Spagna e Portogallo agitano il dibattito euopeo sul Recover Fund e fanno scoppiare un vero caso. I due governi iberici, infatti, non hanno intenzione di utilizzare la loro quota di prestiti del Recovery Fund. I soldi a fondo perduro sì, i prestiti con condizionalità no. I governi di Madrid e Lisbona hanno deciso di non inserire la richiesta di finanziamenti europei a tasso zero nei loro piani nazionali spediti a Bruxelles. La ragione principale è molto semplice: vogliono tenere sotto controllo il loro debito. Per la Spagna si tratta di oltre 70 miliardi, per il Portogallo una decina di miliardi. Come spiega Marco Bresolin su La Stampa, “Pedro Sanchez e Antonio Costa hanno sempre sottolineato che in questa fase i loro governi non ritengono necessario richiedere l’attivazione della linea di credito del Fondo Salva-Stati istituita per la pandemia”.
Semplicemente perché non conviene: i tassi dei due Paesi sono piuttosto bassi e al momento non ci sono problemi di liquidità, come hanno più volte spiegato i due leader. “Spagna e Portogallo non ritengono dunque conveniente chiedere i fondi del Recovery più o meno per gli stessi motivi per cui non intendono chiedere i prestiti del Mes: si tratta di soldi che devono essere restituiti, dunque che fanno aumentare il debito, e che si portano dietro una qualche forma di condizionalità”.
Nel caso del Mes i soldi devono essere spesi per sostenere i costi sanitari diretti e indiretti. Nel caso del Recovery sono condizionati all’implementazione delle riforme e all’attuazione degli investimenti chiesti da Bruxelles, che verserà i fondi a rate e soltanto in base al raggiungimento degli obiettivi.
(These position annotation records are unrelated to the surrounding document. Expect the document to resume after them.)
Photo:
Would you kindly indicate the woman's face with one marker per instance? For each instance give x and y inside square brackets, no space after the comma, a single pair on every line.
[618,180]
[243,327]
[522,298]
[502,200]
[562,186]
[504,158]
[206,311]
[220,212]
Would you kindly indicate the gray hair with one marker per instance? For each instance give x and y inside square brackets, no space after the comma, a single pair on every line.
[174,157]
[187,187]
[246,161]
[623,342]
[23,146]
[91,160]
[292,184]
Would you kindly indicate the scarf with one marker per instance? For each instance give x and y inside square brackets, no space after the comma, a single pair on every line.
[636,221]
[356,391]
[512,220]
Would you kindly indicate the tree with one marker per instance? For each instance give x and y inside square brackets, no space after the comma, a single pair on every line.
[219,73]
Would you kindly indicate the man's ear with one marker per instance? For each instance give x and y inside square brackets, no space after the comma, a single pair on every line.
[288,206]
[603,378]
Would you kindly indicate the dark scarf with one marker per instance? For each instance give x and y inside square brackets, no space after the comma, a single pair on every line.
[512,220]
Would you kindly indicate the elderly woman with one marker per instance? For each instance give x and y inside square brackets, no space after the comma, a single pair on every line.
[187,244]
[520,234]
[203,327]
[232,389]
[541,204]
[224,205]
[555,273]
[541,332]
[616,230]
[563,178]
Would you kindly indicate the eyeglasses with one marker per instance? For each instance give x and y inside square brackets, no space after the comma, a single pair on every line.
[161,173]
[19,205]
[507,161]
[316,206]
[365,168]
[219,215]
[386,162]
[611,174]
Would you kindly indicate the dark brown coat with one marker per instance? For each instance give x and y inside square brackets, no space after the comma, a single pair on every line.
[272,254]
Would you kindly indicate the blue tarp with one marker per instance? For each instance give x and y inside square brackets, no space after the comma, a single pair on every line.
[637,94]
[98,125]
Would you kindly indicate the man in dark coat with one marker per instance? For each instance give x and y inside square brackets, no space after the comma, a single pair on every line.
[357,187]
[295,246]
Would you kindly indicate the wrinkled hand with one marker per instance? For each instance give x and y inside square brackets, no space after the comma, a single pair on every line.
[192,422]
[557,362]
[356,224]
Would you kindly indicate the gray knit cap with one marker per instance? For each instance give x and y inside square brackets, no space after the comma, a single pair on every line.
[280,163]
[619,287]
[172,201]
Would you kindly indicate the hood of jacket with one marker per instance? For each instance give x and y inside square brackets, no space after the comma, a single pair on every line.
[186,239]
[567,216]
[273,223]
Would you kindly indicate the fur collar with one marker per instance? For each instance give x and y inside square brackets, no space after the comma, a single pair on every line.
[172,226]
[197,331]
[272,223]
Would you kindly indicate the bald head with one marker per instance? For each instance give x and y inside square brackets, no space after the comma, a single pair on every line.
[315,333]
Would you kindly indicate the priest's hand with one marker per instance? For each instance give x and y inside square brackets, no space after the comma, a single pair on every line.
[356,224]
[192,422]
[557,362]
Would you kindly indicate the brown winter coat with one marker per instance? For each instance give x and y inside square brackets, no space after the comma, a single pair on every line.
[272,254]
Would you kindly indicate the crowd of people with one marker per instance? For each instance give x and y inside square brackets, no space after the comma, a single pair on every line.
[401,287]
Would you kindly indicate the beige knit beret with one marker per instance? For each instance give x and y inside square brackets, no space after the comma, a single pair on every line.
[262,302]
Secondo alcuni analisti, le condizionalità del Recovery Fund sarebbero persino più rigide rispetto a quelle del Mes. Il ragionamento italiano, invece, ha portato il governo a scelte diverse.
Il governo ha programmato di utilizzare tutti i fondi previsti dallo strumento “Next Generation EU”: non soltanto le sovvenzioni a fondo perduto (quasi 80 miliardi), ma anche i 127,6 miliardi di euro di prestiti che andranno restituiti e contribuiranno all’aumento del debito. L’utilizzo dei fondi è condizionato al rispetto delle riforme e degli investimenti in linea con le raccomandazioni Ue. Tra i principali Paesi dell’Eurozona, soltanto l’Italia (127,6 miliardi) e la Grecia (12,7 miliardi) hanno pubblicamente annunciato la loro intenzione di ricorrere a questo tipo di finanziamento.